MoonPay launched MoonPay Agents on February 24, 2026, enabling AI systems to execute cryptocurrency payments autonomously. The platform represents a shift from chatbots that answer questions to agents that complete transactions.
"Companies have AI that can answer questions, but not AI that can act," said Murali Swaminathan, highlighting the gap between current LLM capabilities and emerging autonomous systems. MoonPay Agents bridges this divide by giving AI models payment execution abilities.
Claude AI is helping identify targets and prioritize them for US strikes on Iran, MIT Technology Review reported. The deployment moves LLMs beyond information retrieval into military decision-making, where AI recommendations directly influence tactical operations.
Rad AI's technology transforms data chaos into actionable insights for healthcare providers, automating radiologist workflows rather than simply analyzing medical images. The system makes scheduling decisions and prioritizes cases without human intervention.
The shift from passive to agentic AI changes development priorities. Traditional LLMs optimize for accuracy and knowledge retrieval. Autonomous agents require decision-making frameworks, action execution capabilities, and safety constraints to prevent unintended consequences.
Payment processing, military targeting, and healthcare automation represent three distinct agent categories emerging in early 2026. Financial agents execute transactions, tactical agents recommend military actions, and workflow agents automate professional services.
Enterprise adoption requires new infrastructure. AI agents need API integrations to external systems, permission frameworks to limit action scope, and audit trails to track autonomous decisions. These requirements differ from chatbot deployments that only generate text responses.
Investment patterns are shifting toward agentic platforms. MoonPay Agents targets developers building AI applications that interact with financial systems, creating a new category beyond conversational AI tools.
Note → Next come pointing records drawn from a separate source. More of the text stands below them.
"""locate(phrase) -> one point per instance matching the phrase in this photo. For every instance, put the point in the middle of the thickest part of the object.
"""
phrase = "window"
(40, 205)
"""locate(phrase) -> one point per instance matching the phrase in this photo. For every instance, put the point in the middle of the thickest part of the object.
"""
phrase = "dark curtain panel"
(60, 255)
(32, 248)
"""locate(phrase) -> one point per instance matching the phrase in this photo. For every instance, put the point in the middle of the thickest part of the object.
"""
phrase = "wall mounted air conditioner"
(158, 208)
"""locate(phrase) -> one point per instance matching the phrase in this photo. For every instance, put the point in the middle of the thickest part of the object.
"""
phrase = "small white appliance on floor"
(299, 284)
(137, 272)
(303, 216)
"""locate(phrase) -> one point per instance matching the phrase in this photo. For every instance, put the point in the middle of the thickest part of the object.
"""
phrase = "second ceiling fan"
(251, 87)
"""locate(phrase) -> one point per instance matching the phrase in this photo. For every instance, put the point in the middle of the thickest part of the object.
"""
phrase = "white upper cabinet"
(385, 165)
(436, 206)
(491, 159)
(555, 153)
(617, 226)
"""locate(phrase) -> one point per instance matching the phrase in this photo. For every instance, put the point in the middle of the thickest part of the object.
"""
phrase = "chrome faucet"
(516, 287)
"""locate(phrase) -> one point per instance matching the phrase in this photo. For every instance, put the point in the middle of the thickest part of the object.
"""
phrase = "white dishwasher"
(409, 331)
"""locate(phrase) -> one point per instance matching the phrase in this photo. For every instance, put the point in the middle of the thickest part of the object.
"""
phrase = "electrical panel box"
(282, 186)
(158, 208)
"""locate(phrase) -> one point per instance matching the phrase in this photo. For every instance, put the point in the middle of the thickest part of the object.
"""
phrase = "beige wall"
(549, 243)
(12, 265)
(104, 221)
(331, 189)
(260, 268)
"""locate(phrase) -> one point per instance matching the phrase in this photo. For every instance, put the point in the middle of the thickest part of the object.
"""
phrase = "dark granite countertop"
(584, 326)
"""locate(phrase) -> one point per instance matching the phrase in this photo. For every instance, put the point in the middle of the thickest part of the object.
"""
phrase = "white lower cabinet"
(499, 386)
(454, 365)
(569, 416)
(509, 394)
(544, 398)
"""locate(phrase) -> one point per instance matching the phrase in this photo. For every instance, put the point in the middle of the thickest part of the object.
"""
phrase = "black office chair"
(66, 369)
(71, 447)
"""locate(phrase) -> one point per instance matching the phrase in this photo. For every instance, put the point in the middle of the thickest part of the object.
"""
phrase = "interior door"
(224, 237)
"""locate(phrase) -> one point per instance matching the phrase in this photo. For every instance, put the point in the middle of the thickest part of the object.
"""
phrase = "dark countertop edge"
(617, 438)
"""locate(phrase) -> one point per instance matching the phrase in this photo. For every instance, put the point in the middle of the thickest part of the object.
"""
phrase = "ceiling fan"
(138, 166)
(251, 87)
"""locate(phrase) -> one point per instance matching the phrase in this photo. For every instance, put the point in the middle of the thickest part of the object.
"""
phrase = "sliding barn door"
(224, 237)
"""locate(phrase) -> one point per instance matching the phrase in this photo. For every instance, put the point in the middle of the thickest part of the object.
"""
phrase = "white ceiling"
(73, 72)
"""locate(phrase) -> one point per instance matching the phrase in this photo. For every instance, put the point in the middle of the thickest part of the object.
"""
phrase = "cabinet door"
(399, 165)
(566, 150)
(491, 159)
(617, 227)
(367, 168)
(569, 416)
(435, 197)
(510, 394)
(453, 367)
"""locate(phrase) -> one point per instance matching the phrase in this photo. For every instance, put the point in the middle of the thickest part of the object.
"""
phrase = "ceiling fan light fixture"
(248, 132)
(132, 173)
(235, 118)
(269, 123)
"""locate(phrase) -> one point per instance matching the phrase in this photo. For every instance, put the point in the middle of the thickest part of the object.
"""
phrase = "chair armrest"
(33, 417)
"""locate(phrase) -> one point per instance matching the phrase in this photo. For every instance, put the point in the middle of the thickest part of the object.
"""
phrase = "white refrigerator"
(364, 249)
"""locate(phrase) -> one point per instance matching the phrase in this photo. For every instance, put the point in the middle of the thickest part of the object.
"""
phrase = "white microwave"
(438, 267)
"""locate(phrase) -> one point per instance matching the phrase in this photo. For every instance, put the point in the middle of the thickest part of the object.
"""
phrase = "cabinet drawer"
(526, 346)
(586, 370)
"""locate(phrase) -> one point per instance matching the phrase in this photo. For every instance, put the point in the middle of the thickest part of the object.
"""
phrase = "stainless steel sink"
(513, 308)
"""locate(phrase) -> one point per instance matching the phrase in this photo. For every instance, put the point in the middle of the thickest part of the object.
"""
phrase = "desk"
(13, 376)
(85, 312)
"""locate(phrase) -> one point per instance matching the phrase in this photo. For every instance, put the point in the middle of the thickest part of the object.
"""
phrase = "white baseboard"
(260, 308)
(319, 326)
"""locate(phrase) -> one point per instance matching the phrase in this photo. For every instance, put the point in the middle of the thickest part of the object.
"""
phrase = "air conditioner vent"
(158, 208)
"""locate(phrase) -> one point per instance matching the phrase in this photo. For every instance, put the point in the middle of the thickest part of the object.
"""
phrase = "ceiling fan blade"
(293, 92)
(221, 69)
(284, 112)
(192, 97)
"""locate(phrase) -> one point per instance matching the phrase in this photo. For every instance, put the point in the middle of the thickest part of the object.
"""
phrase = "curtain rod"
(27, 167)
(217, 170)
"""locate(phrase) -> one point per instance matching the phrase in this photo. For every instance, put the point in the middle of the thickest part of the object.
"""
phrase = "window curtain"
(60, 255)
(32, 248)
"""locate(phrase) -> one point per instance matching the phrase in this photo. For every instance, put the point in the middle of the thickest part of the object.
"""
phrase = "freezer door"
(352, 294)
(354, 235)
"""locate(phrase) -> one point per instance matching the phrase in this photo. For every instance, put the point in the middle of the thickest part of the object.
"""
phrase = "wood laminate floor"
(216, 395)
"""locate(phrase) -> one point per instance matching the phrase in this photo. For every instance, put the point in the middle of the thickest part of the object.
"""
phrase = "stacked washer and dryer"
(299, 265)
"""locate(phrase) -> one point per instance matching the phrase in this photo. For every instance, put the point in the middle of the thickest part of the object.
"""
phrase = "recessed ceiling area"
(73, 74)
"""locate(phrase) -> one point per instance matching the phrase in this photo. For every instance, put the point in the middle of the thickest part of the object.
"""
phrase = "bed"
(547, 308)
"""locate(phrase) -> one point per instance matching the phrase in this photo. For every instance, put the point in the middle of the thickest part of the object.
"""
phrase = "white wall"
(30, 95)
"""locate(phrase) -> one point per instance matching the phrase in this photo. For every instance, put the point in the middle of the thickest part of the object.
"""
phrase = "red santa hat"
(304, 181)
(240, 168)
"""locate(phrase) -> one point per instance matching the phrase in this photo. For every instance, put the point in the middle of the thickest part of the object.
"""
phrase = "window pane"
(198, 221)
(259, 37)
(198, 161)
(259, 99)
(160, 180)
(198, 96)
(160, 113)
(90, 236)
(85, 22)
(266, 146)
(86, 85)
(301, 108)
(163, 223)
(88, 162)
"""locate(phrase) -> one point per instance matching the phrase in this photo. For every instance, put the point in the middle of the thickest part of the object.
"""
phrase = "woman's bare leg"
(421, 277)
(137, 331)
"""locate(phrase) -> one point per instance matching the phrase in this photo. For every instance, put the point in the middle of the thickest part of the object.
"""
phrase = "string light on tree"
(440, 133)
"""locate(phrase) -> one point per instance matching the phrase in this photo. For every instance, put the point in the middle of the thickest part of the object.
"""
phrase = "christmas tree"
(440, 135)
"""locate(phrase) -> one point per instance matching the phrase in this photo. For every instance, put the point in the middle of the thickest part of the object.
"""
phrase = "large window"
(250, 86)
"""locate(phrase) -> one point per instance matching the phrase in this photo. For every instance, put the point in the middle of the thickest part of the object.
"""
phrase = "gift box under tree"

The transition raises questions about liability and control. When an AI agent executes a payment or influences a military strike, accountability frameworks must determine responsibility for autonomous decisions. Current regulations treat AI as advisory tools, not decision-making entities.
Q1-Q2 2026 will test enterprise appetite for autonomous agents versus traditional LLMs. Early adoption in payments and military applications suggests high-stakes domains are moving fastest toward agentic AI, despite greater risks.